McCormick accounts for about 20% of the $17 billion global food-flavor market, exceeding its closest challenger by a factor of four (likely Ajinomoto of Japan).
To be sure, analysts say tariffs could put a dent on the company “The global trade environment is increasing the cost of agricultural ingredients we source from outside the U.S., which is impacting our cost of sales,” Foley acknowledges.

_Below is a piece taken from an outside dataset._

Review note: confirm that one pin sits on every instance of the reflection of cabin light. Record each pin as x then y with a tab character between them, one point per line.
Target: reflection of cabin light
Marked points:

But it’s not a major issue, he said. “We have a global manufacturing footprint designed so that products sold within a region are made locally within that region.” Thus the hit from tariffs comes primarily through importing agricultural raw materials, Foley said.
Tariff impact
But its competitors face the same problem, he notes. And McCormick is trying alternative sourcing of raw materials when it can get them cheaper. McCormick CFO Marcos Gabriel predicts the company will face tariff costs of $50 million this year, or 7% of its 2024 revenue.
For the fiscal year as a whole, McCormick projects revenue growth of zero to 2% and earnings-per-share growth of 2% to 4%.
Morningstar analyst Erin Lash is bullish on the company, seeing it with competitive advantages for at least 20 years.
“Its spices and seasonings lineup spans budget-friendly options, as the largest domestic private-label manufacturer, to more premium fare, allowing it to weather volatile economic conditions,” she wrote. Moreover, it can cut spending and raise prices if necessary.